I'm a 36 year old male living in Ontario.
I have never had sex, kissed a girl or been on a date and I consider that to be a good thing.
I describe myself as heterosexual ace.
When I was in high school, hormones were raging and I wanted to date and have sex, but thankfully I was obese and wore glasses and had a reputation of being nerdy.
When I got out of high school I still had the desire to be with women.
I met some girls at different jobs that I was attracted to and we hung out.
I never told them I was attracted to them or I wanted to date or sleep with them.
I guess I was scared of the rejection, or maybe I was scared they'd say yes.
My best friend met a girl online in the states and he moved to be with her.
They got married and eventually he found out she was cheating on him since before they married with an older guy.
He ended up leaving and getting his own place.

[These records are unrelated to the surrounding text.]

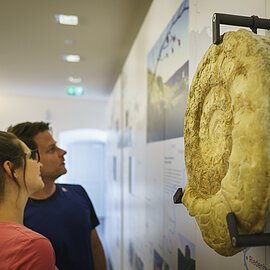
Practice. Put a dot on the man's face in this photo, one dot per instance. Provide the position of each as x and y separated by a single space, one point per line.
51 157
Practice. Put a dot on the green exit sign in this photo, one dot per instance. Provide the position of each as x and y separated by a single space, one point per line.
75 91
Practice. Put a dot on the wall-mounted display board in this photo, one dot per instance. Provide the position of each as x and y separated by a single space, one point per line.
154 85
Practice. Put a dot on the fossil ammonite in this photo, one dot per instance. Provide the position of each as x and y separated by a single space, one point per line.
226 135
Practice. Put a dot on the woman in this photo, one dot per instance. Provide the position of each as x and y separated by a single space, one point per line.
20 247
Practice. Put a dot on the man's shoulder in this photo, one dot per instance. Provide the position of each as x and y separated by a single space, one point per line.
71 188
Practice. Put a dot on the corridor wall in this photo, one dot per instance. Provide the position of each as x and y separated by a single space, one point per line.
144 228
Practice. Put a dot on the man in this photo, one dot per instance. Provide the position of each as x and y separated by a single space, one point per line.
61 212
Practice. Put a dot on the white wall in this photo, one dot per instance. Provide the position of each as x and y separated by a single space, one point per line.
146 221
63 114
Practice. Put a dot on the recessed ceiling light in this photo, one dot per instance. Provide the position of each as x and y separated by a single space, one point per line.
75 79
72 58
75 91
67 19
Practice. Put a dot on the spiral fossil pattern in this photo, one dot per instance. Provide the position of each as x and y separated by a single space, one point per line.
226 134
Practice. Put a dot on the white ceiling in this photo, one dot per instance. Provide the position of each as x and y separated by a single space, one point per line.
32 45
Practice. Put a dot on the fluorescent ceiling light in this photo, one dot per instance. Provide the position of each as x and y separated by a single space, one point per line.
72 58
75 79
75 91
67 19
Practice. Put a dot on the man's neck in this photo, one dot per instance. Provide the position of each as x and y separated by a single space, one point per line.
46 192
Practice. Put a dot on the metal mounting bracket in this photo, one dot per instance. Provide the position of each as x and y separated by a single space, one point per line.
253 22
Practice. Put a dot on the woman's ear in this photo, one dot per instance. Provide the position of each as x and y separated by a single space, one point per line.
8 166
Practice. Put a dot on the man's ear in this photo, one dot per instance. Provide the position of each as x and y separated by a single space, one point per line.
8 166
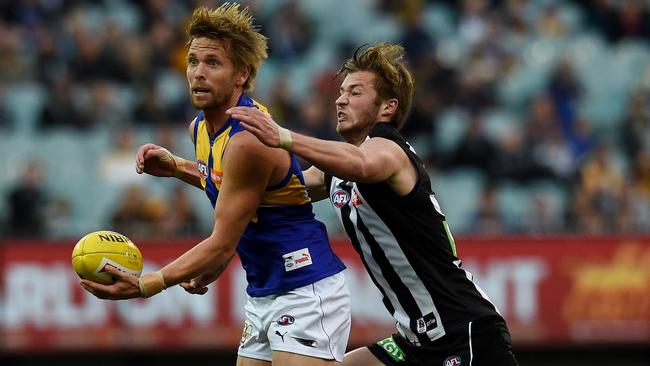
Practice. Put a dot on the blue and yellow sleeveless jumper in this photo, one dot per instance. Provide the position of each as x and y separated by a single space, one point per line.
283 247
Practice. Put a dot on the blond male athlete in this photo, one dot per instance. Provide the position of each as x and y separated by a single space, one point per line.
298 308
383 196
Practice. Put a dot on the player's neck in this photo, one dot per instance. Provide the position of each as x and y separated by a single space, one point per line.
216 117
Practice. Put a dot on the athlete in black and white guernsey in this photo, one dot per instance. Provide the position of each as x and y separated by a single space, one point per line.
383 196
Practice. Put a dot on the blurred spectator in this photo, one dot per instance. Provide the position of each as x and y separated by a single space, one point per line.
474 148
60 109
541 219
5 122
180 218
513 160
418 44
116 167
602 185
282 105
546 141
151 110
636 123
138 213
289 32
549 23
487 219
27 202
472 25
101 106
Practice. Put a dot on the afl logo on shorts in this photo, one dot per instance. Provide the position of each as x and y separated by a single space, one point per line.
340 198
452 361
203 169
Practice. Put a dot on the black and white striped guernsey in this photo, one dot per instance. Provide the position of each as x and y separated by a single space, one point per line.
409 252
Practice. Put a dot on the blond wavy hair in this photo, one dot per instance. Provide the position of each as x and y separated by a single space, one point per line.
234 26
393 79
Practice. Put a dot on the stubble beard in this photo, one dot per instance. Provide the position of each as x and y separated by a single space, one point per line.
367 117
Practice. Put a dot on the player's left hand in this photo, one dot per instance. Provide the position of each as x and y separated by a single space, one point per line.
125 286
258 123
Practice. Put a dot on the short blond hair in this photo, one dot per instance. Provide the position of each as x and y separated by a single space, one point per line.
246 45
393 79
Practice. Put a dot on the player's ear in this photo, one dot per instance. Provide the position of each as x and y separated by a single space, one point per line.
242 75
389 107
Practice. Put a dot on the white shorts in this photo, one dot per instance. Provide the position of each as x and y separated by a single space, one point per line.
312 320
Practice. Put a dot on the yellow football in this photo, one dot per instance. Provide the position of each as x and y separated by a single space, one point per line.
95 251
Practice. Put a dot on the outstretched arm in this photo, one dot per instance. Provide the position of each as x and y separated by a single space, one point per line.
248 166
315 183
376 160
158 161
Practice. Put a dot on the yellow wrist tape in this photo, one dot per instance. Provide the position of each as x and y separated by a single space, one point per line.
151 284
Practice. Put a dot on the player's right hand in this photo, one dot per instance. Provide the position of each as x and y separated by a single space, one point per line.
155 160
194 288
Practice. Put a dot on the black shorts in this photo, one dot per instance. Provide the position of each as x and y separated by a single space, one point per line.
485 342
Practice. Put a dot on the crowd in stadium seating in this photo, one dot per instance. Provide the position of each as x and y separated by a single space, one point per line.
533 116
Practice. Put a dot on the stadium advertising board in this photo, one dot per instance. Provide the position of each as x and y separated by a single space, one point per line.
552 291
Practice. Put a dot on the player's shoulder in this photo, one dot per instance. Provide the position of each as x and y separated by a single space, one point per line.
260 106
245 143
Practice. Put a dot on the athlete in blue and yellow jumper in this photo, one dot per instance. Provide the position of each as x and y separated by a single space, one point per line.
298 308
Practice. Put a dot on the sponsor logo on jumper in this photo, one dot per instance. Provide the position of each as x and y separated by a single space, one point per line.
340 198
286 320
246 333
297 259
217 177
202 168
452 361
281 335
356 200
426 323
306 342
392 349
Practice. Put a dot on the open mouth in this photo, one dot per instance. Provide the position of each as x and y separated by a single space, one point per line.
200 91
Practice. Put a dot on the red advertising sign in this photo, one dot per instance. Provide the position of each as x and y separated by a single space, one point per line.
563 290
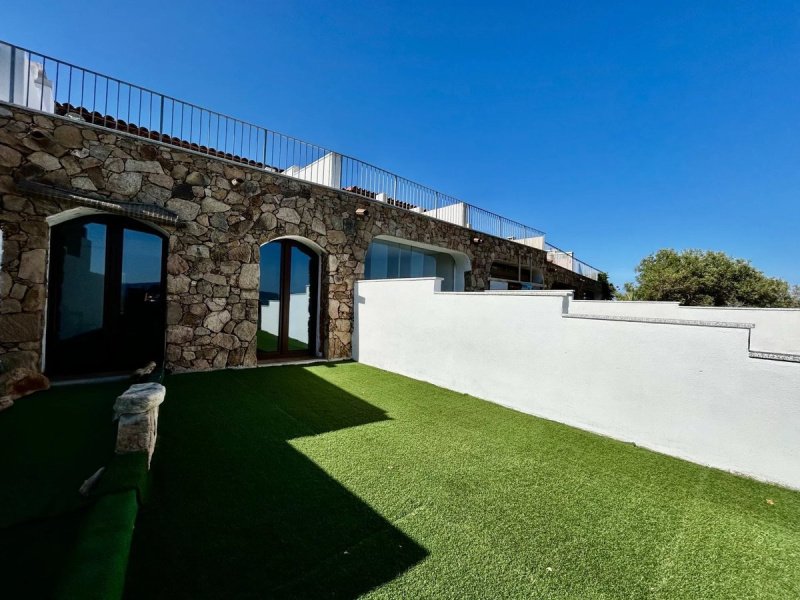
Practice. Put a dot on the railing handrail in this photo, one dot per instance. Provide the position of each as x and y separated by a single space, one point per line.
364 178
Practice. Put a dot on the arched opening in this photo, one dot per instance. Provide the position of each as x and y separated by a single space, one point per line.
395 258
507 276
106 296
288 299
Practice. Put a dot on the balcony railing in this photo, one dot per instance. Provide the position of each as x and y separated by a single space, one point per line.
43 83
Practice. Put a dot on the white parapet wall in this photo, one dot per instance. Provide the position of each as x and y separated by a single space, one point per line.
776 329
679 381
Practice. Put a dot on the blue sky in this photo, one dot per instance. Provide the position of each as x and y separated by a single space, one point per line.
617 128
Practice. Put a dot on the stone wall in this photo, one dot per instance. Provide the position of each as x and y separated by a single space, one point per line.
228 211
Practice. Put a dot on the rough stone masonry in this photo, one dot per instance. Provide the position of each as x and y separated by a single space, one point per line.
227 211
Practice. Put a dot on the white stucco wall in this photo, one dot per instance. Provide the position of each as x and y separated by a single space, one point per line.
685 390
776 329
326 170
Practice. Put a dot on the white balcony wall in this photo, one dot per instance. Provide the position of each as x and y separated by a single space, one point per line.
691 391
453 213
23 81
326 170
776 329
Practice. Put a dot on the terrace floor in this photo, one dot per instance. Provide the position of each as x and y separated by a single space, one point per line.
342 480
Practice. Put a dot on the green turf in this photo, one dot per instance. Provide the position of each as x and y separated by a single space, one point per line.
268 342
336 481
50 442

He met another girl and they got married and he assured me "this time it's for real."
I told him not to do it.
She handed him divorce papers and now he's single again.

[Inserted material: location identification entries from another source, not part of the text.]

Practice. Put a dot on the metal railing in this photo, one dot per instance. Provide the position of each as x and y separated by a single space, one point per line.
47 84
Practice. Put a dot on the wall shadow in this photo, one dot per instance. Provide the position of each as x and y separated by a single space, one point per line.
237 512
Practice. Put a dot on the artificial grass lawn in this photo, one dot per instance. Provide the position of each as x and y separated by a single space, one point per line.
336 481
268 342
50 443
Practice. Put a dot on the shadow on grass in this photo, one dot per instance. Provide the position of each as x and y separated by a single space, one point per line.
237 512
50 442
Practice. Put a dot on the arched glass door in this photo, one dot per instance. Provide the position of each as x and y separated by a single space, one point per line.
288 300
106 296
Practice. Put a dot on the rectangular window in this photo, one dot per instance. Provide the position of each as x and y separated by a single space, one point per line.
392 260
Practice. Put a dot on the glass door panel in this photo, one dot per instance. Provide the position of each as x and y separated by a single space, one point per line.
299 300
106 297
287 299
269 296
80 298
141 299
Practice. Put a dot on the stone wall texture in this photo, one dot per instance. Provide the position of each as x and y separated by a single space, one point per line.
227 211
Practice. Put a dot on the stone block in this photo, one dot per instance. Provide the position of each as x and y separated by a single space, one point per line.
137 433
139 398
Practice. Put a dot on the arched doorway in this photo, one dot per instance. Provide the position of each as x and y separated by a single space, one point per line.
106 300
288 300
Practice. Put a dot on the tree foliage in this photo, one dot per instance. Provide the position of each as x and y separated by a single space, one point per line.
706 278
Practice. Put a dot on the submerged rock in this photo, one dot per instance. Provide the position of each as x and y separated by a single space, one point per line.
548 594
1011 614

Mid 30s and twice divorced.
He swore off women forever and so far has kept his word.
After hearing all of this, relationships left a bad taste in my mouth.
I've thought that I wouldn't be the type to be in a relationship anyways.

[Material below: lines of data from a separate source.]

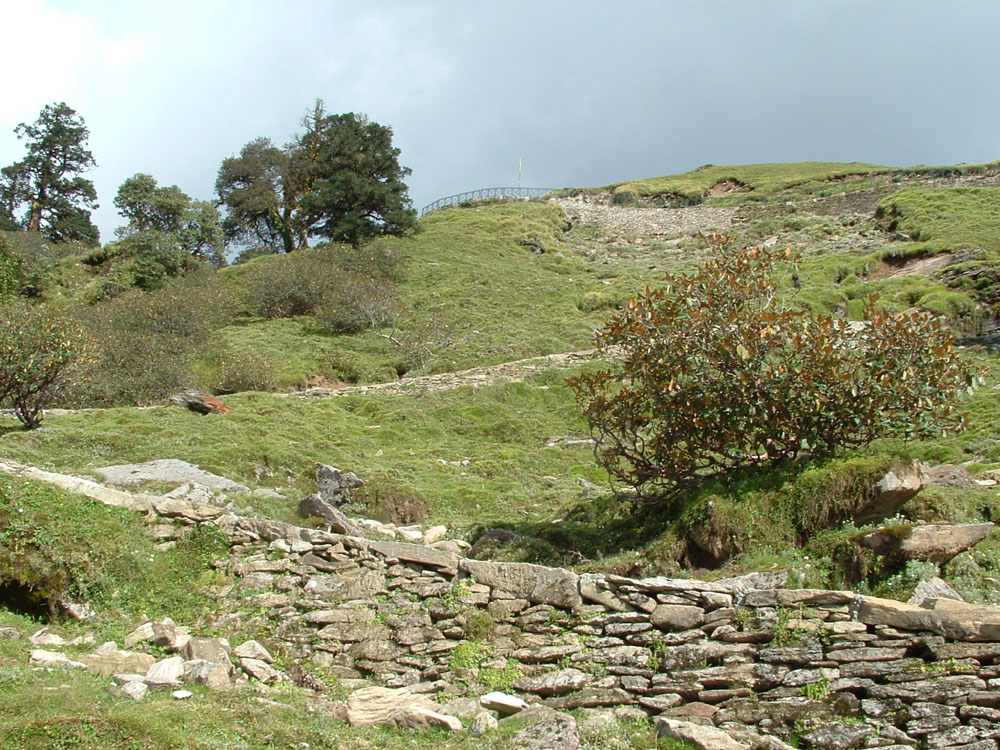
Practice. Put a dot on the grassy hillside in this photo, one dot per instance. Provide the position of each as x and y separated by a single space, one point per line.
788 181
478 285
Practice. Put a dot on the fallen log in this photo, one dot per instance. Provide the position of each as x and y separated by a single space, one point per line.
200 402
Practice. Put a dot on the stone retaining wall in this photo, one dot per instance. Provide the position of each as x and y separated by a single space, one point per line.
828 668
825 669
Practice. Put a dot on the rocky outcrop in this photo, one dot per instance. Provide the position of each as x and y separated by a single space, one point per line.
894 489
935 542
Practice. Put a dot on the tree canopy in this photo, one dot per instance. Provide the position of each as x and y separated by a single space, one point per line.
340 180
46 192
193 225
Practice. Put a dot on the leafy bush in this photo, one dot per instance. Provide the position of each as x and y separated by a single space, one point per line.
146 343
713 373
242 370
37 349
349 288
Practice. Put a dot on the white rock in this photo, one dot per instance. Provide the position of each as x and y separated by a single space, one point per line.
260 670
142 633
410 533
45 658
45 638
135 689
502 703
373 706
435 534
707 738
483 723
253 650
166 672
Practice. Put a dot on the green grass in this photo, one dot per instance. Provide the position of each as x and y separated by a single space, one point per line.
56 545
945 219
472 296
417 442
795 180
759 179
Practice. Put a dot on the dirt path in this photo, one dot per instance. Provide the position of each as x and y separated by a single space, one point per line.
505 372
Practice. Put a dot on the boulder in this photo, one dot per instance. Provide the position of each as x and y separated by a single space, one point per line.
45 658
315 505
215 675
206 649
934 542
373 706
135 689
537 584
200 402
890 492
547 730
260 670
952 619
933 588
334 486
166 672
705 737
107 662
947 475
677 617
483 722
555 683
503 704
253 650
420 717
168 470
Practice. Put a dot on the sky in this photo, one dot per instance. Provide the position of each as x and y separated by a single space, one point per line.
580 93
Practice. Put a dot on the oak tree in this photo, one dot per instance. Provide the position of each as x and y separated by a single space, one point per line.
340 179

I don't like being around people, I like being alone.
People annoy me, and I 'd hate to share my own place with another person.
I find women to be overly emotional.
Use sex as a weapon.
The court of public opinion is completely biased in their favor "Believe women." Even though "Innocent until proven guilty" is supposed to be the cornerstone of our justice system.
Women can make false allegations about a man and she'll be automatically believed and the mans' life will be ruined.
Women can abort a baby but force a man to pay child support whether he likes it or not.
STDs and child support ensure I will never have sex in addition to my asexuality.
As I got older, I realized that relationships are not worth it and women aren't either.
I want to live a quiet, simple life.
Reading, listening to music, playing video games, and I do not want a woman telling me how to spend my time and/or money.
Funny how women can control men but not the other way around.
I have female friends who I talk to, and they know what I believe and they're fine with it.
My sister says I'm misogynistic and I agreed with her.
I'm upfront about it with family.
I started to research my views on women, how they're controlling, double standards, etc.
I came across MGTOW.
Watched some YouTube videos and read the MGTOW subreddit and realized I'm one of them.
I posted my story on r/MGTOW and got very positive responses.
I felt accepted and found people that shared my viewpoints.
I really feel MGTOW is for me.
I'm currently in college studying Accounting and will graduate next year.
My short term goals are to finish college, pay off the debt ASAP, and move out of the room I'm renting and get a place of my own.
Long term, I want to go all MMM and save for early retirement.
Hopefully I can retire by 55 or sooner.
In my spare time I read comics, watch YouTube, talk to friends online.
So that's my story.
I look forward to talking to people here and learning more and having fun.